Of the REST frameworks out there, web.py has the API right but is still being too light weight to provide "off the shelf" resources, which would help. There's also tonic (PHP) http://tonic.sourceforge.net/ which seems to be getting some of the fundamental ideas right, but needs to be more than a one-developer code base. Then there's RESTLET (http://www.restlet.org/) which looks promising but, in usual Java style, it's embraced choice (e.g. server container support) as a path to wasting my time. Also Rails finally seems to be heading this way (http://jimonwebgames.com/articles/2006/06/26/dont-say-crud-say-fucd) without complete submission though on the new method names. But no one seems to be _really_ there yet.

And in fact it's not really MVC vs. REST. The value of MVC-style seperation or concerns goes without saying but the problem is people tend to consider MVC as open season to inventing a ton of verbs for their application, but with HTTP the verbs are already fixed (and emphasize coarse grained APIs) - the nouns are where you get to have a choice - not a natural consequence of MVC.

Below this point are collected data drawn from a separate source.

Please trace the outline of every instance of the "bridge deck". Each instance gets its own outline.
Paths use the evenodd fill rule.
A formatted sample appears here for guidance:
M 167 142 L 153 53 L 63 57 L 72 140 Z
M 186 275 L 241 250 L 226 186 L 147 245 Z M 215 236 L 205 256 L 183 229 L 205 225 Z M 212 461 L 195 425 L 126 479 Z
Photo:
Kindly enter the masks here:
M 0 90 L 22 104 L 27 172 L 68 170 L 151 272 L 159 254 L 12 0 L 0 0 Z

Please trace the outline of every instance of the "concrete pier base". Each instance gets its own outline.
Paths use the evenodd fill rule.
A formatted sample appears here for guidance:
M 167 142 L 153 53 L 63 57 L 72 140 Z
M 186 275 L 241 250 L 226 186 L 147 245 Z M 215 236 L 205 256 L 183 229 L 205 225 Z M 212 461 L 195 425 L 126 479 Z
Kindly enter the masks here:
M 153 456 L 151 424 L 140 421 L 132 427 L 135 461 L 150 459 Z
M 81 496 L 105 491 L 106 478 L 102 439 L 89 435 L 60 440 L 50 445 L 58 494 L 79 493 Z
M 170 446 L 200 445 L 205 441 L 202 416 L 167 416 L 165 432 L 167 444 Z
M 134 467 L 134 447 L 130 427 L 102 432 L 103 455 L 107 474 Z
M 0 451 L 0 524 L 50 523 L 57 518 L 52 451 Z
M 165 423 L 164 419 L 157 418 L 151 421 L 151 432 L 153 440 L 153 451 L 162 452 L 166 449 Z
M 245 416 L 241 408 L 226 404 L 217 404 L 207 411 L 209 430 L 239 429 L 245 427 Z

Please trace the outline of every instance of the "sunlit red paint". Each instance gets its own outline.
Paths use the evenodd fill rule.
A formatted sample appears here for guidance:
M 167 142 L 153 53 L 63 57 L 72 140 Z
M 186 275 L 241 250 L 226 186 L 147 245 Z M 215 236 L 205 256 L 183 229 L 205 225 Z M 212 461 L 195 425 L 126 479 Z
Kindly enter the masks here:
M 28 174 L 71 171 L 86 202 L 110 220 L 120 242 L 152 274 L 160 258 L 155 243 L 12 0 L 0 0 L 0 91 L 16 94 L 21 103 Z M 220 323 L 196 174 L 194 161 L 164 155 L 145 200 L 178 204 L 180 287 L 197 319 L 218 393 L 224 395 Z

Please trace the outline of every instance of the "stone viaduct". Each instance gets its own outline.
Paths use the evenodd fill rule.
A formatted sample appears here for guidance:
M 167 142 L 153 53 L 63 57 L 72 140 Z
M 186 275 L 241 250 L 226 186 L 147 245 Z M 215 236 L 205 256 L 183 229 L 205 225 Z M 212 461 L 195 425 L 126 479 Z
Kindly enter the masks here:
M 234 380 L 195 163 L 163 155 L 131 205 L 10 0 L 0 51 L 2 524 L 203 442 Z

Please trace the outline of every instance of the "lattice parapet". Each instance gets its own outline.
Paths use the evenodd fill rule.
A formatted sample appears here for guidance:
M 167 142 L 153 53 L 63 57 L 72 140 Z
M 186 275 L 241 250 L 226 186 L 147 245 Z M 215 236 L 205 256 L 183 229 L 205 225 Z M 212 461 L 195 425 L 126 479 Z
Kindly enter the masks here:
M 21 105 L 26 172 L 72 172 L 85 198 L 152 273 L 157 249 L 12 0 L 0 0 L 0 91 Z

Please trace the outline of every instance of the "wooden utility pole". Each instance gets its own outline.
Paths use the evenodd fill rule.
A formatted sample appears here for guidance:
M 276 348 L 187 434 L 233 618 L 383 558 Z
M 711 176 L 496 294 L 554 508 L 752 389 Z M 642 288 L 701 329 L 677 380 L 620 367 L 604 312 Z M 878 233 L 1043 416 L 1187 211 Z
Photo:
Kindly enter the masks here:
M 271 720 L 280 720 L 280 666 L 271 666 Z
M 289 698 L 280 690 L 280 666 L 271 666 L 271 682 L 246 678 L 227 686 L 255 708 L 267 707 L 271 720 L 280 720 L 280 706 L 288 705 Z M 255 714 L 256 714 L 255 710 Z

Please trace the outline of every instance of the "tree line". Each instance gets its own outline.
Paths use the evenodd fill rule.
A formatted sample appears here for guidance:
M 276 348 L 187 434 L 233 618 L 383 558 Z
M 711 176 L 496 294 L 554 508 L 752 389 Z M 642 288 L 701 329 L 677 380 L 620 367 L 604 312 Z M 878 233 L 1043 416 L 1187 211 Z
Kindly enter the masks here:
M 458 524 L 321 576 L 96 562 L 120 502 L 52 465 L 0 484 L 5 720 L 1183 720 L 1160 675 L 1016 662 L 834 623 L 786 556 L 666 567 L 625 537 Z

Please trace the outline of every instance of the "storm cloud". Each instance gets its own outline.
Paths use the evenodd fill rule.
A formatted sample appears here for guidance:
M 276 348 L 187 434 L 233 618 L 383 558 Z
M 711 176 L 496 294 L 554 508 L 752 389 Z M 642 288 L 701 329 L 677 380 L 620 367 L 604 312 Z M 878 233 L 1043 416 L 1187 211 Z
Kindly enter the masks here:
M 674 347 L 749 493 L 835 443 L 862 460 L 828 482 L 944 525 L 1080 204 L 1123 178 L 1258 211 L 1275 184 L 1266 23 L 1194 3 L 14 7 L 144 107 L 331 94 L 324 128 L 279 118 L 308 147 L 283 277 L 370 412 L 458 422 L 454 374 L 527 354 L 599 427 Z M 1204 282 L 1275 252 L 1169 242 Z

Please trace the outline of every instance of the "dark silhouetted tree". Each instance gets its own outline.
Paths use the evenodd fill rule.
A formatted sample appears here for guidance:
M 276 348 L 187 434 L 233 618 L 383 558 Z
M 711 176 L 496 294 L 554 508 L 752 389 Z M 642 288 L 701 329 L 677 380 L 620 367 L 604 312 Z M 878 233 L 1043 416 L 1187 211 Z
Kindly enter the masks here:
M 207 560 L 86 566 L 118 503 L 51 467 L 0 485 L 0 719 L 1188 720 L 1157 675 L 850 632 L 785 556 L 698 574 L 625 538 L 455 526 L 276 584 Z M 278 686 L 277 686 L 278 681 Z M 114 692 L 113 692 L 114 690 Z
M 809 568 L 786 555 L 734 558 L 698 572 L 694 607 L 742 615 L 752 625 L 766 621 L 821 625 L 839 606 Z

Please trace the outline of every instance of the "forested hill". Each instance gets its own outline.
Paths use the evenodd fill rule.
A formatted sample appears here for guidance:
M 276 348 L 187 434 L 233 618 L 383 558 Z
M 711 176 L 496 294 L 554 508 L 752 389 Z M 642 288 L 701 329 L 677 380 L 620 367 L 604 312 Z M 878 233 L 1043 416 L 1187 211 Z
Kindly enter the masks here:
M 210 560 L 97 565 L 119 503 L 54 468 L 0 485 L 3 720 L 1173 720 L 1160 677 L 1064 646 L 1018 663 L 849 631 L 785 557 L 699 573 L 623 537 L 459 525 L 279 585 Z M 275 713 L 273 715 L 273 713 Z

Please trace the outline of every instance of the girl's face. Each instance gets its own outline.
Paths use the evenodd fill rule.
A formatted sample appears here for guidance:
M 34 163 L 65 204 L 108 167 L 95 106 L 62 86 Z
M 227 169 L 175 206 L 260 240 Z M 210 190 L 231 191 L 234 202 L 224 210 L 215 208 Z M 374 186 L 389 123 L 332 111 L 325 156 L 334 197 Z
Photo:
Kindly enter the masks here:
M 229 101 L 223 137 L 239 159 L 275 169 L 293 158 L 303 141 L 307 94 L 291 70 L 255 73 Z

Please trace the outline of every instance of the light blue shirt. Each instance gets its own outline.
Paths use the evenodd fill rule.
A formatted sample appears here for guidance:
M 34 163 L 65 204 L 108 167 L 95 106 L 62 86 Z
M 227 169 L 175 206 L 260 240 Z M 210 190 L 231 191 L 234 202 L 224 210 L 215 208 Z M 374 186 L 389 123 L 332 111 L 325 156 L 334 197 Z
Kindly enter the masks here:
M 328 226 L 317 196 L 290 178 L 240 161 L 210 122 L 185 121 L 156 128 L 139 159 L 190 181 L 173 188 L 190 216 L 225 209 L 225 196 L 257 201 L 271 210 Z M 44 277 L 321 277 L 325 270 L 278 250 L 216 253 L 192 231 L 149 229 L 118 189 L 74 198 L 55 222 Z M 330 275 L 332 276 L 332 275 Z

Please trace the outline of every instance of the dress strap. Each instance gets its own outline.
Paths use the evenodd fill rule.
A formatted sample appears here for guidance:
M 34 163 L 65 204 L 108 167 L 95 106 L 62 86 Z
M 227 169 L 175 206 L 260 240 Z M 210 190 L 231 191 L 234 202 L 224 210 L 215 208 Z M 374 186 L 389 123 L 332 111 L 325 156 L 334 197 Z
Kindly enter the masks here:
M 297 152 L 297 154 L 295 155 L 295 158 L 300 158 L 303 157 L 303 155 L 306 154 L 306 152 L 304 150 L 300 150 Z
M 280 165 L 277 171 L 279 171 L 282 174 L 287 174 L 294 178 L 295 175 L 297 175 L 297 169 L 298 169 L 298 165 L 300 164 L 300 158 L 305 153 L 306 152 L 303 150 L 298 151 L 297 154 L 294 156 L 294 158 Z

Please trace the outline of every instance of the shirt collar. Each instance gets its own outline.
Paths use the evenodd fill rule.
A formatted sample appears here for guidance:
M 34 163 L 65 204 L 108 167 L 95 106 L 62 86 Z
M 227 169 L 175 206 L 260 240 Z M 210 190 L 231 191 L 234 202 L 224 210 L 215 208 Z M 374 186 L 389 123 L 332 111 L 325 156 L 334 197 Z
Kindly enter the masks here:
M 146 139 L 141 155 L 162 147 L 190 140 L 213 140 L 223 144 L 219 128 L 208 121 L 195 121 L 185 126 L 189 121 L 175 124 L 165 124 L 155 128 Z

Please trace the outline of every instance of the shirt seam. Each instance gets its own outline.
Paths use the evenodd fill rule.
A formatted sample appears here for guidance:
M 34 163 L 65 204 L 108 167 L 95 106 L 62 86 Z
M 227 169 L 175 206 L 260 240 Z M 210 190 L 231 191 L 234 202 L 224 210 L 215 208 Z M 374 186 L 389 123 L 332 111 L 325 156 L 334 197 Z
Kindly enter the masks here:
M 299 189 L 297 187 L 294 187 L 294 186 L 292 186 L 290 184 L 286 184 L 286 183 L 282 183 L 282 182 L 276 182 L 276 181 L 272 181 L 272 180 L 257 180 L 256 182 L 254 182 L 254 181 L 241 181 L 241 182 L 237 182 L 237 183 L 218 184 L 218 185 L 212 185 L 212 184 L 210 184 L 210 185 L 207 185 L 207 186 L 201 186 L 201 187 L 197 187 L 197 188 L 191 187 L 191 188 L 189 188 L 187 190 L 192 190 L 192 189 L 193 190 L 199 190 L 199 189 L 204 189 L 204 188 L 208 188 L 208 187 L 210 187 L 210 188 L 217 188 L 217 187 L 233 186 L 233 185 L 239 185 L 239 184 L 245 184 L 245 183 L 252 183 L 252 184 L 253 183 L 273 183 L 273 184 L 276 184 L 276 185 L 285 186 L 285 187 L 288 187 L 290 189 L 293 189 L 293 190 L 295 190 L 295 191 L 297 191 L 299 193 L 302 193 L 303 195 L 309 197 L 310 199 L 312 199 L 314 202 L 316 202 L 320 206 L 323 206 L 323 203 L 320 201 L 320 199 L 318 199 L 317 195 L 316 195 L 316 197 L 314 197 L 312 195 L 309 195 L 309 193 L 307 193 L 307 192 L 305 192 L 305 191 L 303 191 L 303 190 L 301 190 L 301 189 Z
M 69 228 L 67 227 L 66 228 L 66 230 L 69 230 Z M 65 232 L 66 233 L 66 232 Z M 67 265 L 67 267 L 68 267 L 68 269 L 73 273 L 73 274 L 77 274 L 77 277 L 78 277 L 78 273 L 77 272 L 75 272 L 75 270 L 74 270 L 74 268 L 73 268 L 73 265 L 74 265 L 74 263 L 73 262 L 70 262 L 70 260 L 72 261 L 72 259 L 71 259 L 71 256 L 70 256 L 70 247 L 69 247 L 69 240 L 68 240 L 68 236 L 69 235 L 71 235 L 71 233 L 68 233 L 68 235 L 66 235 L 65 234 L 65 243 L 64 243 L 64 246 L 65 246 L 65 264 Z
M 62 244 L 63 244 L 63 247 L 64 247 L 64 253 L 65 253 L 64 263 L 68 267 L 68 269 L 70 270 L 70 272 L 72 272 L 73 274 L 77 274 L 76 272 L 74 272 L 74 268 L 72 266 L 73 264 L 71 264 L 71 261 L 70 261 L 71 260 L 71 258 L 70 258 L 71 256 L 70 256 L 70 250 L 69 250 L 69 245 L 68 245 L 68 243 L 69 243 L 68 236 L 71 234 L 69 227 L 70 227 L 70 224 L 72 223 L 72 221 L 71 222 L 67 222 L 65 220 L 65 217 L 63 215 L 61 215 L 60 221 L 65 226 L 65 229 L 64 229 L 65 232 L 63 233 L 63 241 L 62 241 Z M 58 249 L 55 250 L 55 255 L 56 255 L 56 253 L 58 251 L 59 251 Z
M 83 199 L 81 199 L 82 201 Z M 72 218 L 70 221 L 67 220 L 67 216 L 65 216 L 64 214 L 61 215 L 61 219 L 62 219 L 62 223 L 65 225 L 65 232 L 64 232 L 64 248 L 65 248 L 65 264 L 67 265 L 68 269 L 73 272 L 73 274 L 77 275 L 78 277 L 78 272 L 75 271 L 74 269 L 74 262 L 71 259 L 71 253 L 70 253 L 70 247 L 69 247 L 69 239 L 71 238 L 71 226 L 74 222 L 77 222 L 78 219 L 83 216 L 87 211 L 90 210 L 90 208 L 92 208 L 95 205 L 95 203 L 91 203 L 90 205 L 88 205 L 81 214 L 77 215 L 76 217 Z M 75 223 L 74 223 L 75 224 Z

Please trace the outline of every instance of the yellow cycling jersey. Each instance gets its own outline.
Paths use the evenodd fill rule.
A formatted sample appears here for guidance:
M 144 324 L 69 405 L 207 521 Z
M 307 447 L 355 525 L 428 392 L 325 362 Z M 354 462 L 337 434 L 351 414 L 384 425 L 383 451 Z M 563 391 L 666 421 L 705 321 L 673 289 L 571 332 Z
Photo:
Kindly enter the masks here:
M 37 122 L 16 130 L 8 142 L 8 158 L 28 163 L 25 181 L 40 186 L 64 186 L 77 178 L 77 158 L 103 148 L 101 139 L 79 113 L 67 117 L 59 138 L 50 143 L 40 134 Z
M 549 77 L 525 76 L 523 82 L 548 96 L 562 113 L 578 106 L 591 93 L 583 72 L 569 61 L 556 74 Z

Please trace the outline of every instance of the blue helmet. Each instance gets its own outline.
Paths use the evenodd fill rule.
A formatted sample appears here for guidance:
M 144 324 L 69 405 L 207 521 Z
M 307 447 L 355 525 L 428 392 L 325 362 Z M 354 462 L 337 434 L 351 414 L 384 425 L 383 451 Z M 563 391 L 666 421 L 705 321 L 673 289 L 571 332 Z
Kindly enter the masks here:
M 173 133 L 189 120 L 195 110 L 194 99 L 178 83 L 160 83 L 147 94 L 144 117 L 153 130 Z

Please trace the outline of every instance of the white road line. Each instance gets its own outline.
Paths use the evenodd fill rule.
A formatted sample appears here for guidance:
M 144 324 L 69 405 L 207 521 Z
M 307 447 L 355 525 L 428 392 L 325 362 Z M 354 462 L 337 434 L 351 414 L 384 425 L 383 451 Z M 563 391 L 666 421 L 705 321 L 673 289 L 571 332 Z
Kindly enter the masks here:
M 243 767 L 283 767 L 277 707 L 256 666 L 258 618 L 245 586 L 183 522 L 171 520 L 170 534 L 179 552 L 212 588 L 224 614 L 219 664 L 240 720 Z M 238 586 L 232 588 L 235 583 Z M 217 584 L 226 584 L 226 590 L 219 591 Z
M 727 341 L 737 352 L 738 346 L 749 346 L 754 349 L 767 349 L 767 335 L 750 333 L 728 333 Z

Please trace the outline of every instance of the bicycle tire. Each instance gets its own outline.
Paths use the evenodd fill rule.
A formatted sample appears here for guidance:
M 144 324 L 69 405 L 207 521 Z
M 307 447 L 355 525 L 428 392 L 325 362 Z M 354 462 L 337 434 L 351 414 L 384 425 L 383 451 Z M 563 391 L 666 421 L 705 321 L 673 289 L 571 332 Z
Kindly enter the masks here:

At a fundamental level, the whole thing is kind of bizarre - it's taken this long for people to figure out how to write code to such a simple and widely used protocol (even if it is only half-implemented). It's like on the one hand we've got the "who gives a sh*t" crowd, hacking away with stuff like PHP, oblivious until someone tells them something else is cool while on the other we've got the "I love complexity" crowd, happy to buy obscure (typically Java) abstractions to flagellate themselves with, never questioning whether it's a good idea or not.